Smaller companies have defied market logic over the past five years. Despite the UK being in recession - considered an unsupportive economic environment for small caps - the asset class has thrived.
Here, Gervais Williams of Miton explains why the best is yet to come, and which three stocks you should be backing now for future returns.
Emma Wall: Hello and welcome to Morningstar TV. I’m Emma Wall and here with me today is Gervais Williams of Miton to give me his three stock picks.
Hello, Gervais.
Gervais Williams: Hello there.
Wall: So what’s your first one?
Williams: Well, what I’m interested in is companies which are enjoying a period of growth irrespective of the economy at large. And some of the companies which haven’t done well during the credit boom are starting to see renewed opportunities. A good example of that might be Greencore. Greencore is a food manufacturing business. It supplies to all major supermarkets just in U.K. and U.S. And in particular, it’s enjoyed a period where it’s been getting increasing pricing power.
So, you've seen margins being improved. We're seeing in particularly turnover growth. Turnover growth has grown about 68% between 2010 and projected to 2015. Lots of top-line growth. A company, which is generating lots of cash, it was on a 9% yield, has gone up three times to a 3% yield, but still on a 10.8 P/E till September. I mean, it’s just incredible, still plenty of opportunity, a lovely stock, a company which has already performed well. It’s a mid-cap stock now, but there are other companies coming through.
So, perhaps another example of that, particularly, if you get around £100million or just below that in market cap term, so an example of that might be Randall & Quilter Investment Holdings. This is an insurance company, involved in insurance services. It’s again enjoying a period of growth. It’s probably growing at a 15% compound on a top line. It’s not far off net asset value, so very good tangible assets in the balance sheet. A decent yield looking at over a 7% yield; just a lovely business growing really well, completely wrong price in my view, again, great holding for us.
And then as you get a bit smaller, again, you get into companies something like Fairpoint. And the reason why I like a company like this, which is involved in debt management solutions for individuals, is unusually it does better when the economy gets worse.
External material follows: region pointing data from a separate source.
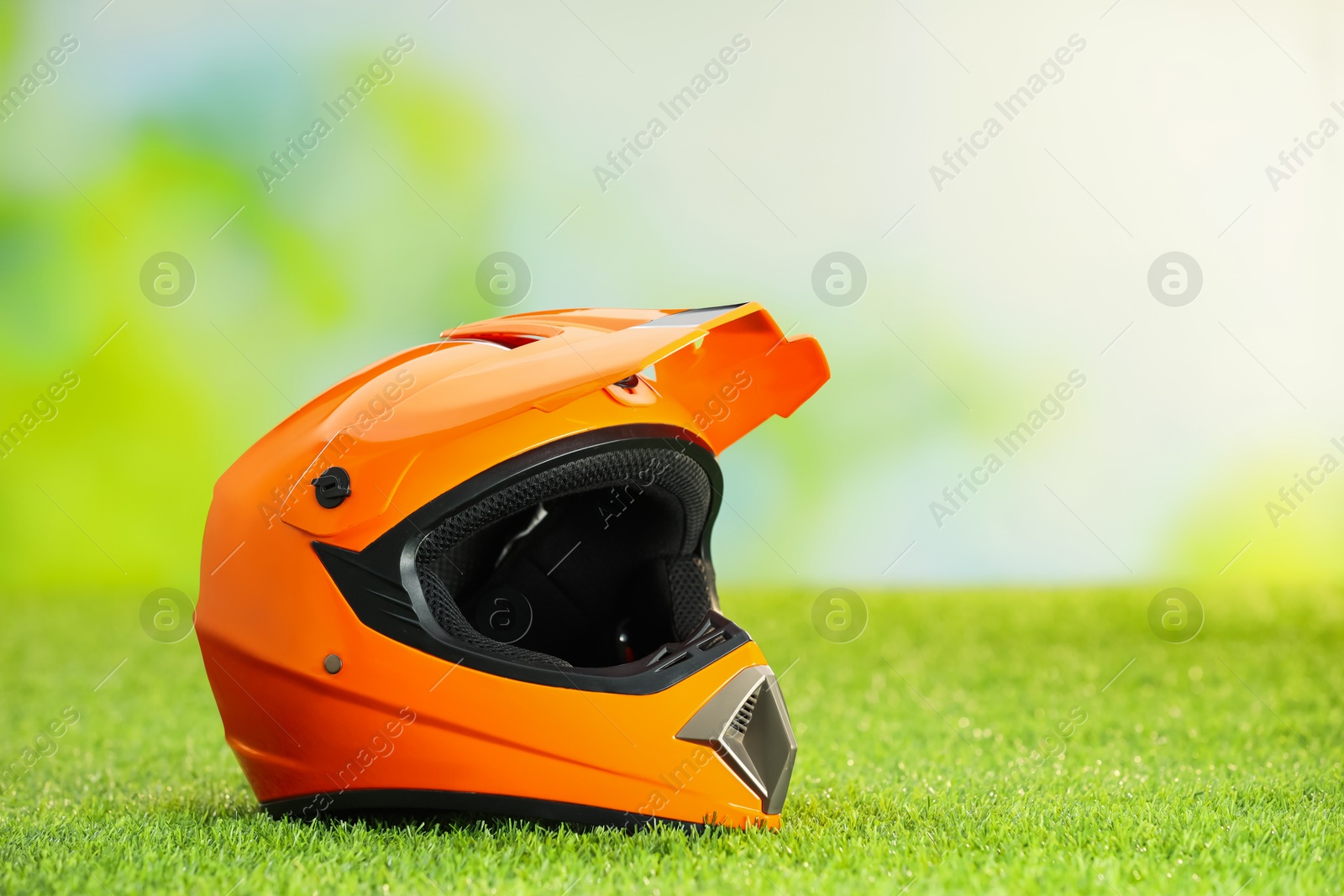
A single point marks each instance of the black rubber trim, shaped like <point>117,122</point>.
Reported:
<point>349,802</point>
<point>378,582</point>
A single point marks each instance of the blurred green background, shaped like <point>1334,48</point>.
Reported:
<point>981,296</point>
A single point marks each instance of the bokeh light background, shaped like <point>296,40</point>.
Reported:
<point>981,296</point>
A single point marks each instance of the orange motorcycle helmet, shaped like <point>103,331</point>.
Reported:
<point>476,577</point>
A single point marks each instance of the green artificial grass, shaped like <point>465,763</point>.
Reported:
<point>925,763</point>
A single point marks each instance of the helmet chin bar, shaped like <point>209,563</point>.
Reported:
<point>748,725</point>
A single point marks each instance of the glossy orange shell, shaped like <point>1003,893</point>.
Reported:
<point>407,430</point>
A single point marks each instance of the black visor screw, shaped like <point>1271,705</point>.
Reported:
<point>333,486</point>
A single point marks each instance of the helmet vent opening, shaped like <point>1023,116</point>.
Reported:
<point>601,557</point>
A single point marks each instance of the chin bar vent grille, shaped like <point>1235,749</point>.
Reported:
<point>743,716</point>
<point>748,726</point>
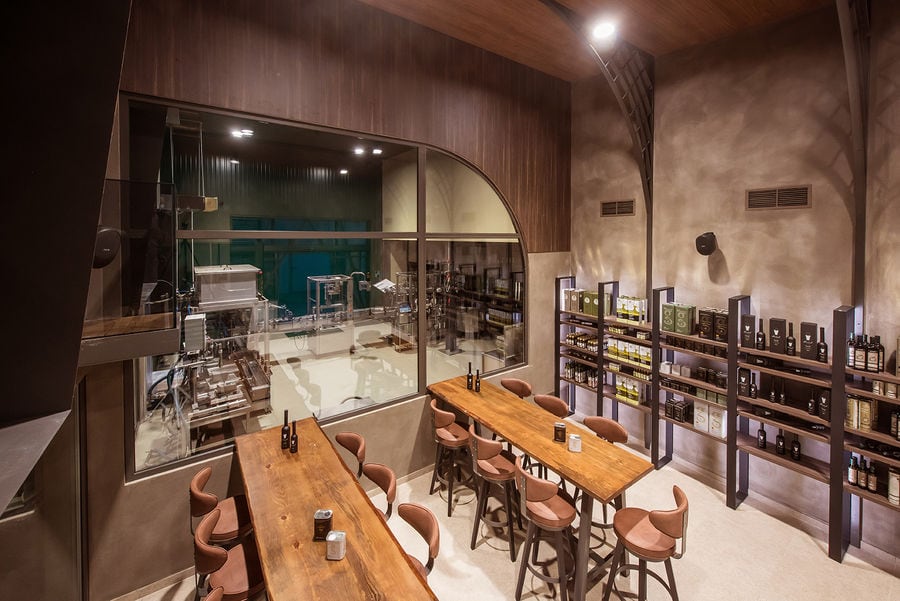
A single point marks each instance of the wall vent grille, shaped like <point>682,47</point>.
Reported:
<point>790,197</point>
<point>617,208</point>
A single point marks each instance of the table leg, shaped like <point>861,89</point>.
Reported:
<point>584,546</point>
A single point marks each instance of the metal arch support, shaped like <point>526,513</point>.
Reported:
<point>629,73</point>
<point>854,18</point>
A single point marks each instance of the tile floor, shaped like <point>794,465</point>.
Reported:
<point>742,555</point>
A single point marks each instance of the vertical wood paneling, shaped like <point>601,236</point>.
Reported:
<point>339,63</point>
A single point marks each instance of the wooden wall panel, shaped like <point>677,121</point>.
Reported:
<point>340,63</point>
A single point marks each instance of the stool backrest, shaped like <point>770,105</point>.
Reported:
<point>518,387</point>
<point>553,404</point>
<point>208,558</point>
<point>674,521</point>
<point>424,522</point>
<point>607,429</point>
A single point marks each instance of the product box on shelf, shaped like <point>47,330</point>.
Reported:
<point>717,420</point>
<point>706,320</point>
<point>668,318</point>
<point>748,330</point>
<point>808,342</point>
<point>685,318</point>
<point>777,334</point>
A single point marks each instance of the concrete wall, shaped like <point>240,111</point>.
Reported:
<point>767,108</point>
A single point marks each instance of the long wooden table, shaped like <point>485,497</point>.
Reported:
<point>602,470</point>
<point>284,490</point>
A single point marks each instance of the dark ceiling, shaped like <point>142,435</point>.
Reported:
<point>531,33</point>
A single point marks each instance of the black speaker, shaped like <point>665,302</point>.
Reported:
<point>106,247</point>
<point>706,244</point>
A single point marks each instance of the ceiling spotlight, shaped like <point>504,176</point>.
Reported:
<point>604,30</point>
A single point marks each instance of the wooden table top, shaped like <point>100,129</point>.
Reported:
<point>284,490</point>
<point>602,469</point>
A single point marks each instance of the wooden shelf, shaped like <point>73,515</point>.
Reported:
<point>857,391</point>
<point>678,349</point>
<point>792,359</point>
<point>695,338</point>
<point>879,498</point>
<point>800,414</point>
<point>807,466</point>
<point>577,349</point>
<point>892,461</point>
<point>645,326</point>
<point>690,427</point>
<point>583,326</point>
<point>581,360</point>
<point>884,376</point>
<point>810,379</point>
<point>628,362</point>
<point>793,429</point>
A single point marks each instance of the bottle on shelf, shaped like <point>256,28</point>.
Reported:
<point>822,348</point>
<point>760,337</point>
<point>285,433</point>
<point>761,436</point>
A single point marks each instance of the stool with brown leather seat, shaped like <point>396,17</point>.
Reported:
<point>494,467</point>
<point>234,521</point>
<point>649,536</point>
<point>236,570</point>
<point>452,441</point>
<point>548,512</point>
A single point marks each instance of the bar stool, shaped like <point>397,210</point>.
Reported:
<point>424,522</point>
<point>236,570</point>
<point>452,441</point>
<point>234,521</point>
<point>494,467</point>
<point>548,513</point>
<point>650,536</point>
<point>611,431</point>
<point>386,480</point>
<point>354,443</point>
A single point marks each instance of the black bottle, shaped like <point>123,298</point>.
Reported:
<point>795,449</point>
<point>822,348</point>
<point>790,343</point>
<point>760,337</point>
<point>285,433</point>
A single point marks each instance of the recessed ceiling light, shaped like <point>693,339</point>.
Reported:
<point>604,30</point>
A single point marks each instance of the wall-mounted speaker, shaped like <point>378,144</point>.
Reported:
<point>706,244</point>
<point>106,246</point>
So if we do find that the economy has a good run, but then peters out, then it’s nice to have stocks in your portfolio which are likely to do better. So this is a company, which is still doing pretty well. It’s on an 8.5 P/E. It’s fairly cheap. It’s got cash in the balance sheet. It’s got a yield of over 5%, 5.5% to 6%, which has grown 40% in the last three years, just a lovely investment. So, there is plenty around for those looking for good and quality investments.
Wall: Thank you very much, Gervais. This is Emma Wall from Morningstar TV. Thank you for watching.